Davis was able to get back on his bike and catch back up with the driver, who had been stopped by the light at Columbia Terrace.

Profanities were exchanged.

Davis got the driver’s license plate number, threatened to call the police and the driver encouraged him to.

“But then once he saw that I had my phone out,” Davis said, “he sped off.”

Still, the motorist was later ticketed, according to Davis, who said the police had him sign the ticket as a witness.

Davis was lucky that day and the other seven days he has been hit by cars in the last two years because many have been killed.

There were 698 cyclists killed by motor vehicles in the United States in 2007, 18 of which were in Illinois, according to The National Highway Traffic Safety Administration.
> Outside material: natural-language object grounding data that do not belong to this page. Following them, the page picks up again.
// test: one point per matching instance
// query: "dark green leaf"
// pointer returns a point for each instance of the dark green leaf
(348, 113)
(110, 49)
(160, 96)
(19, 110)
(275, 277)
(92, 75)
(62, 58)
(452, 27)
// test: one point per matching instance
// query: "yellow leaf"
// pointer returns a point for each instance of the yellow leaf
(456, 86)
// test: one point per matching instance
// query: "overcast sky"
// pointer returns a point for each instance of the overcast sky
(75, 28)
Those deaths made up two percent of all traffic related deaths.

While he thinks that those numbers aren’t startling, Erik Pasillas, another cyclist, sees the significance.

“Even one death is significant,” he said. “Everyone is significant to someone.”
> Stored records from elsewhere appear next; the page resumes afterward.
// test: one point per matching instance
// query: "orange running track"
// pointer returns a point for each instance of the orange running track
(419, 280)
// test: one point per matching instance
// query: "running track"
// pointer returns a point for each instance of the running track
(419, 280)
And Pasillas has also felt the significance of motorists’ threats, like one night riding through East Peoria with a group of about a dozen riders.

Pasillas was riding in the back of the pack, in the right turn lane, about a foot from the curb as they turned.
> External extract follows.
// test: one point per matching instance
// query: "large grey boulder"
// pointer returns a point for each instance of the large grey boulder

“A guy driving a mustang just came up behind me and started revving his engine,”Pasillas said. “So I made the turn quickly so he would have a whole lane to go around me.”

Once he was around the turn, though, and the driver had an entire open lane to go around the cyclists, he didn’t. He kept revving his engine.

Profanities were exchanged.

“So one of the riders yelled for everyone to slow down,” Pasillas said. “And another yelled to block the other lane.”

With 12 bikes taking up both lanes, the driver had nowhere to go so he pulled into a gas station.

“There was actually another entrance [to the gas station] before the turn,” Pasillas said. “If he actually wanted to get gas, he would’ve turned then.”

Despite the possibility of making the situation worse, Pasillas said he would do it again.

“I felt threatened when he was behind me,” he said. “But I felt safer when we took over the road.”

Among the riders that night was Alex Bostic, an Illinois Cycle and Fitness mechanic who has been riding for three years and admits that cyclists don’t always obey the rules of the road, like they are supposed to.

“We ride through red lights after checking to make sure it’s clear,” Bostic said. “Why should we respect the law if no one else does [by not giving three feet]?”

Davis, despite choosing to obey all rules of the road in hopes of setting a good example, pointed out that many states are beginning to adopt an Idaho law that allows cyclists to ride through red lights – as long as it’s safe, of course – because it is actually safer than stopping.

Going through red lights allows cyclists to get out ahead of traffic, where there is more space for cars to go around them, rather than cyclists and motorists having to battle through clustered traffic.

“But if you’re acting like an idiot,” he said. “Then you’re no better than a motorist being an idiot.”

Pasillas added that a cyclist riding through a red light doesn’t affect anybody else.

“But giving a guy on a bike room is common sense,” he said. “And they probably don’t even know that we are breaking the law when we go through a light.”

All Davis, Bostic and Pasillas want is for motorists to use their common sense.

Or, as Bostic put it: “Three feet please.”